The artist explores the disturbing resonances of domestic life and white nostalgia in "Black White and Red All Over" at Monique Meloche Gallery.

In her exhibition of new work at Chicago Monique Meloche Gallery, Genevieve Gaignard asks us to come home—to explore the tangled resonances and erasures of American public and private memory, to reckon with the more sinister implications of domestic signifiers.

“Everyone has that kind of moment, things from their past that can just bring them back to a specific time, a moment, and not always a good moment,” she said. “You can hear a song, smell something, see a specific pattern of wallpaper, a toy or game, and be taken back. I am giving the viewer a lot of clues to show them that they are part of this story, it’s not just my story.”

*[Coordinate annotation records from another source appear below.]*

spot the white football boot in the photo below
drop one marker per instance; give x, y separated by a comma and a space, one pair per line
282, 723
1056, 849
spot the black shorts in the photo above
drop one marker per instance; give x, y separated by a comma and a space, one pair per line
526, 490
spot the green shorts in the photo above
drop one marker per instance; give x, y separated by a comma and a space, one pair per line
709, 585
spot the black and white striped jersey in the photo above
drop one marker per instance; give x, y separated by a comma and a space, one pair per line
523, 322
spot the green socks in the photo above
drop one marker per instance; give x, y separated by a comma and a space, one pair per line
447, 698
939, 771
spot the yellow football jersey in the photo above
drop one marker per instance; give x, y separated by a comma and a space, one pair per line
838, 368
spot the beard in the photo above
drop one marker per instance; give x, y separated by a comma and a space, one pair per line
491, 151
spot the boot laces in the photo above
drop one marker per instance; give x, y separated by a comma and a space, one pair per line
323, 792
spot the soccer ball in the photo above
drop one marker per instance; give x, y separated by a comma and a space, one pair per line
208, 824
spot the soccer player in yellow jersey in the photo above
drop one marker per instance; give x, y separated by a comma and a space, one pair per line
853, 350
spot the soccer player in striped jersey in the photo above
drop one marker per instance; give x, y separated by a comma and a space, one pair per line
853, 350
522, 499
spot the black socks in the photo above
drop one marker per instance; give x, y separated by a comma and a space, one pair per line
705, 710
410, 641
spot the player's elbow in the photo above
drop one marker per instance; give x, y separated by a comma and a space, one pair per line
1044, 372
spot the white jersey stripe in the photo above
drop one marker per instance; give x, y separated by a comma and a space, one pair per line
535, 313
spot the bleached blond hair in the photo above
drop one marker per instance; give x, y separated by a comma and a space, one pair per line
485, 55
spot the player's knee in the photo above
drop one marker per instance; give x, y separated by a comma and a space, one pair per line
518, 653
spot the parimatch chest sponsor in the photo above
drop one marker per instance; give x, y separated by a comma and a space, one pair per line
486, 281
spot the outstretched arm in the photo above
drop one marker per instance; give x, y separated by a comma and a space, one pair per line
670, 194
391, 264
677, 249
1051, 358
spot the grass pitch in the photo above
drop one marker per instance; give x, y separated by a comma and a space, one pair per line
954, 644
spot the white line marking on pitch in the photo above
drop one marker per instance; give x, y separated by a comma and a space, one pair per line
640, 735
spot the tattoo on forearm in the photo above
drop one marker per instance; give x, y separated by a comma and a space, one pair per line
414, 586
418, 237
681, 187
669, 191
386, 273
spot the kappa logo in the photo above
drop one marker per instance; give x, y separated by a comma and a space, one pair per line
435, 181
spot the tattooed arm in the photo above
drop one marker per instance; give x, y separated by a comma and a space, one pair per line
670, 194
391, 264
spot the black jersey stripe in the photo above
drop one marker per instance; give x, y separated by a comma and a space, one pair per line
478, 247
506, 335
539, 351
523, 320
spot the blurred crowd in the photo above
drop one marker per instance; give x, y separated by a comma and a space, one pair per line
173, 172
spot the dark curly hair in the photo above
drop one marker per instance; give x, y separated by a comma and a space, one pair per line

On view beginning April 5, Black White and Red All Over debuts mixed media works as well as an installation: a room engulfed in red patterned wallpaper and decorated with kitschy domestic objects, casting American nostalgia in a disturbing new light.

The mixed media works, collages on panel constructed from vintage wallpaper and imagery from lifestyle magazines like Ebony, Life, Jet, and Home & Garden, reconstitute the narrative of American domestic and public life. Gaignard exposes the means by which Black, white, and multiracial identity is either made legible or invisible. She brings contrasting scenes from these vintage issues into contact with each other and with a modern audience, creating new, witty interpretations, at times darkly humorous but always uncanny.

Genevieve Gaignard,
A Walk In The Park Is A Shot In The Dark, 2019. Courtesy of the artist and Monique Meloche Gallery, Chicago

In deromanticizing white Americana and bridging the imagined gap between private politics, popular culture, and institutional oppression, Gaignard employs familiar imagery: objects and photographs which for some may seem initially innocuous. But this is exactly the point. In creating the installation, Gaignard said, “For me, the interesting part is hearing viewers respond and say, ‘That’s like my grandma’s house,’ or ‘I had this object when I was a kid,’ but it’s my hope that, with closer inspection, the viewer realizes just how inappropriate or charged these objects are.”

“I’ve gone to people’s houses that have the mammy dolls, and they think it’s cute and nostalgic because it was passed down to them. They think it’s okay because it’s familiar, and they grew up around it. When making this work, I’m almost pointing a finger at the viewers to say, ‘Is this you?’”

In the installation, symbolically modeled after the home of an abuser, Gaignard imagines a domestic environment which figuratively evokes an intergenerational cycle of patriarchal and racial dominance, over both a gendered, racialized individual and American public life. The 1970s wallpaper design depicts a slave family looking on towards a steamboat and upper-class white family. As Gaignard repeatedly shows us, the past isn’t past. The domestic sphere becomes a site for reenacting the histories of domination and perpetuating them into oblivion.

“It’s literally written on the walls. The antebellum-themed wallpaper is surrounded by red walls,” she said. “It’s saying stop, there is something to unpack here. I’m screaming at you. I’m thinking about red as blood, red as republican, red as fear, red as love, red as a rose. It’s all of these things. It’s torture. It’s passion.”